# Croatian customs prevent smuggling of 715 Turtles



## Cowboy_Ken (Dec 3, 2016)

Croatian customs prevent smuggling of 715 Turtles
Translated from another news article from Croatia. 
Seems like most were T. hermanni but also some M. rivulata and T. Marginata. Apparently they were supposed to go to Hungary.

By Associated Press 11/24/16-ZAGREB, Croatia — Croatian customs authorities say they have prevented the smuggling of 715 live turtles, a protected species in the European Union’s newest member state.

Authorities say the discovery was made Thursday in the Zupanja area, near the border with Bosnia. They say it is the biggest single seizure of live animals in Croatia.

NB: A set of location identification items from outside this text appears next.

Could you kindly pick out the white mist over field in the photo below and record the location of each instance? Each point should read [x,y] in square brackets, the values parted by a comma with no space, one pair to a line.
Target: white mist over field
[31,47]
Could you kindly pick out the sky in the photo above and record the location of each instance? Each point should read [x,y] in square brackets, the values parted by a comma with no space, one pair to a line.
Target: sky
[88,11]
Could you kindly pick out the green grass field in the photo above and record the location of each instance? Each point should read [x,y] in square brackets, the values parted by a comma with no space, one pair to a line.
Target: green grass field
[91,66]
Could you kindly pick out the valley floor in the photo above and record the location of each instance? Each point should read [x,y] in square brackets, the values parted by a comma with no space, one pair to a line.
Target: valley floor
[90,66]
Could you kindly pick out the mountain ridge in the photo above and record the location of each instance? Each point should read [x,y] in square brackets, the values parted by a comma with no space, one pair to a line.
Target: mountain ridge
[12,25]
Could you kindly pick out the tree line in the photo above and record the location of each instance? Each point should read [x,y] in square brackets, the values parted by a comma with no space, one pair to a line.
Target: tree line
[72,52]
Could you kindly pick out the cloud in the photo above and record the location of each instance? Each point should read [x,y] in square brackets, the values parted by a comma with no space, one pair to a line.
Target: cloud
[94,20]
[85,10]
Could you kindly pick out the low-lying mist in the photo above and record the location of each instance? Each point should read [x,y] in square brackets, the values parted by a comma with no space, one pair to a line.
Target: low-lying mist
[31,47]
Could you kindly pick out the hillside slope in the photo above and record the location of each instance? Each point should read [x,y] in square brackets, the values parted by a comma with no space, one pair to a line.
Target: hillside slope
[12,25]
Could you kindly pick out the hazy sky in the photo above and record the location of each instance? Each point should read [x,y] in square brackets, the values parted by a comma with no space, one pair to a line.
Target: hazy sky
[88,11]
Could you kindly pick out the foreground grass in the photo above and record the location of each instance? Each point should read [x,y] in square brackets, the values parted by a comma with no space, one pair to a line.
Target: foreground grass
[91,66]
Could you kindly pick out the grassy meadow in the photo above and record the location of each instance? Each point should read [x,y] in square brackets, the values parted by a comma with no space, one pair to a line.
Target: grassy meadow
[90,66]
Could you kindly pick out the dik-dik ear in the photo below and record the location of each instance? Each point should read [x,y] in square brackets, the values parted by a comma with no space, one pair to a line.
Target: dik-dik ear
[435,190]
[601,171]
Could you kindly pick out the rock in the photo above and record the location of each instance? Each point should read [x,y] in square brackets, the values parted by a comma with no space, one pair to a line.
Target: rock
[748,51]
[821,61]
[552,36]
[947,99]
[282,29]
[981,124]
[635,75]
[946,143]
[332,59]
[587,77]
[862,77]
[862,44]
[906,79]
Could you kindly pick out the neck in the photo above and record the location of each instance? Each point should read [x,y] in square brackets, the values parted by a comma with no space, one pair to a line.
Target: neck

No other details were available. Smuggling of rare or protected animals has flourished in the impoverished Balkans in the aftermath of the wars in the 1990s.


----------



## domagoj (Dec 3, 2016)

I just think it's sad. I'm from Croatia and went through a lot of research and waited for a long time to get my tortoise legally. Its the best decision I ever made. Our government should really do something about stuff like that. Not just stopping them at customs but also protecting them in nature. Many of theese confiscated animals live in poor conditions afterwards because most of them are never returned to the wild.


----------